I work freelance as I prefer to choose when I work and when I am off. I currently work roughly 150 days a year as a tour leader and that earns me enough money to travel the rest of the world for fun the remaining part of the year.
Being a freelancer requires a lot of self discipline, but if you have that then you are rewarded with total freedom and no bosses telling you what to do.
You need to have a lot of knowledge about the world if you want that job and you must know how to handle sudden crisis’s far away from home without panicking, because you are responsible for your group.
But if you are ok with this, then it’s one of the best travel jobs around.”
Find out more about working as a freelancer in the tourism field: Some Advice If You Want To Make A Living As A Freelancer In Tourism
7. Sharon Gourlay (Wheres Sharon) | Affiliate Marketer
“I support my family to travel full time by working as an affiliate marketer.

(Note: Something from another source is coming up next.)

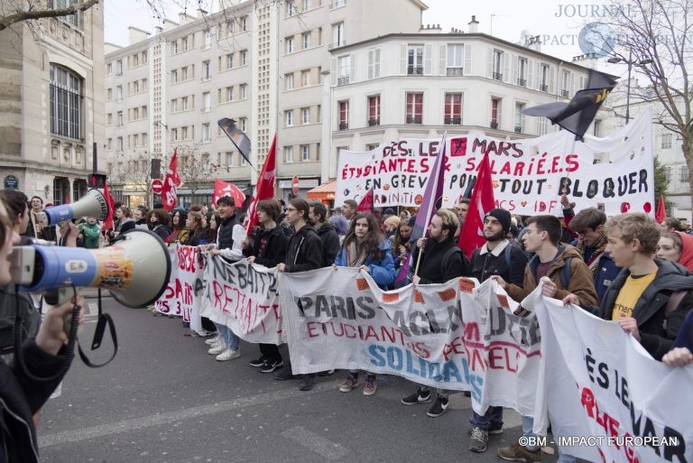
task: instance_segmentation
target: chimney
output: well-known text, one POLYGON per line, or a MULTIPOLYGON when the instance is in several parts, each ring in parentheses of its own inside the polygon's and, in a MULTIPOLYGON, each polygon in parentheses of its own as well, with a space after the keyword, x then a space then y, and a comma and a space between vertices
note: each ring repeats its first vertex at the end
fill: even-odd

I do this by running 4 different websites which make money by recommending various products. If a reader makes a purchase or a booking after clicking on one of my links, then I receive a commission.
My sites vary from my family travel blog to my blog about exactly how I make money online to sites specifically focused at Amazon products.
I find this the ideal way to work as once I set up a site and have it earning money for me, it is a largely passive income stream meaning I can take a couple of weeks off and the money is still coming in.
It is not hard to get started in affiliate marketing but it is important to have a marketing plan from the beginning – before you even start a site. Work out who your target audience is and how you will get them to your site.
Once you have figured out how to keep getting your audience to your site, the rest is easy.”
8. Raphael Zoren (Journey Wonders) | Travel Writer & Photographer
“When I left for a full time nomadic life last year, I began by doing random freelance jobs online such as (low paid) writing and web-design by networking locally.
Now, I get most of my income, by doing Social Media Campaigns for travel related brands with my Digital Travel Magazine/Blog, Journey Wonders.
The best way to make money by Travel Blogging is to attend International Travel Trade Events aimed at non-Bloggers (think less of TBEX and more about ITB or WTM) and set up meetings with gear brands and tour companies in order to present them your professional services.
Also, in some cases, Tourism Boards will pay for ALL of your travel expenses in exchange for promotion of their destination and even though most won’t be able to offer direct compensation, you can always use the trip to create new business opportunities for your own brand.
Don’t sell yourself short and remember that confidence is key!”